Das Konzert war gut besucht und berührte unsere Seelen. In der unglaublichen Vielfalt des Konzertes durften wir alle erleben, dass im Zusammenklingen „Frieden Hoch Drei“ möglich ist!
Einen wunderbaren Eindruck hinterließ zum Abschied das bewegte Kirchenportal, das sich, ganz allmählich und mächtig groß, auf den Platz hin öffnete – offen für alle.
Berichte zu den Veranstaltungen der Nymphenburger Gespräche
von Karin Hildebrand
„Das glaubst auch (nur) du!“
Am 15.9.2024 fand in der evangelischen Stadtakademie ein interreligiöses Quiz statt. Die Veranstaltung war recht gut besucht, und in lockerer Atmosphäre wurden die zum Teil sehr kniffligen Fragen in interreligiösen Teams beantwortet. Um die Religionen auch sensorisch erlebbar und „schmackhaft“ zu machen, wurden religionstypische Spezialitäten gereicht. Alles in allem ein gelungener Abend, um mit Mitgliedern verschiedener Religionen ins Gespräch zu kommen und sich ein wenig näher kennen zu lernen.
„Kaum loszuwerden? Der lange Schatten des christlichen Judenhasses“
Prof. Dr.
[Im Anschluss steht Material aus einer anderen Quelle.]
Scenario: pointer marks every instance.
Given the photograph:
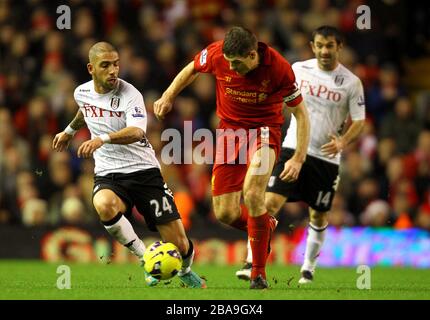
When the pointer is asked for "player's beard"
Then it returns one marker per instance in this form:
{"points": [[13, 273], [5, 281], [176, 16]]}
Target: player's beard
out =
{"points": [[327, 62], [109, 85]]}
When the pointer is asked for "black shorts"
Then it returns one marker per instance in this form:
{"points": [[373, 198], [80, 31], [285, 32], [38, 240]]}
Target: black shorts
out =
{"points": [[144, 189], [316, 184]]}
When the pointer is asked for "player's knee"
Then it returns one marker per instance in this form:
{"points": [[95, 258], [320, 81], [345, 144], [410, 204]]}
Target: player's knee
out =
{"points": [[107, 207], [226, 215], [254, 200], [318, 219], [272, 206]]}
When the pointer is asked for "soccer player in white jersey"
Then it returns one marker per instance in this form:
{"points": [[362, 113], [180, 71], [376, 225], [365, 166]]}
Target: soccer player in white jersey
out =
{"points": [[331, 93], [127, 173]]}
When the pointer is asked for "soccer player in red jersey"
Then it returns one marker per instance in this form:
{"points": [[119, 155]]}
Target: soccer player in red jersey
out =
{"points": [[252, 82]]}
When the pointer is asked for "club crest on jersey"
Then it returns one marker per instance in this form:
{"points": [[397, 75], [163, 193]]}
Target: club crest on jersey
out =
{"points": [[138, 113], [114, 102], [338, 80]]}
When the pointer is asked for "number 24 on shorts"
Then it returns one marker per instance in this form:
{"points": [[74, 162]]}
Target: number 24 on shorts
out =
{"points": [[165, 204]]}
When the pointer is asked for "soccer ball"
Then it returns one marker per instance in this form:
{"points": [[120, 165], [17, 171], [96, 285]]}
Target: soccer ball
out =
{"points": [[162, 260]]}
Wolfgang Kraus beeindruckte die Zuhörerschaft mit einer ungeheuren Fülle an Informationen zu seinem Thema. Einstieg war die Abbildung eines judenfeindlichen Kriegerdenkmals, das nach dem 2. Weltkrieg umgewidmet und an einen weniger prominenten Standort verbracht wurde. Dies als Beispiel, wie im Laufe der Jahrtausende allein schon mit Begrifflichkeiten wie Antisemitismus und Antijudaismus umgegangen wurde, wie sich deren Definitionen aus der jeweiligen Kontextualisierung verändert haben. Es ist deshalb jeweils essenziell zu klären, in welcher Zeit welche Begriffe welche Inhalte hatten und entsprechend auch heute haben.
Schlusswort: Israel ist Bestandteil des christlichen Selbstverständnisses; die christliche Kirche ist kein Einzelkind.
„Da steht es doch“ Koranauslegung – wie geht das?
Anhand eines Verses der zweiten Sure des Korans zeigte Prof. Dr. Dina El Omari die verschiedenen Perspektiven der Koranauslegung auf. Man kann ihn zum Beispiel geschlechterspezifisch oder als „sowohl als auch“ lesen. Die Auslegung kann klassisch, statisch, ahistorisch oder dynamisch, kommunikativ sein. Es gibt die Möglichkeit, die Essenz aus dem historischen Kontext herauszuarbeiten und im heutigen Kontext weiterzudenken. Dies nur beispielhaft, wie die Auslegung sich über die Zeit verändert, entwickelt hat und es durchaus verschiedene Ansätze, zum Teil auch widerstreitend, gibt, dieses Thema zu behandeln.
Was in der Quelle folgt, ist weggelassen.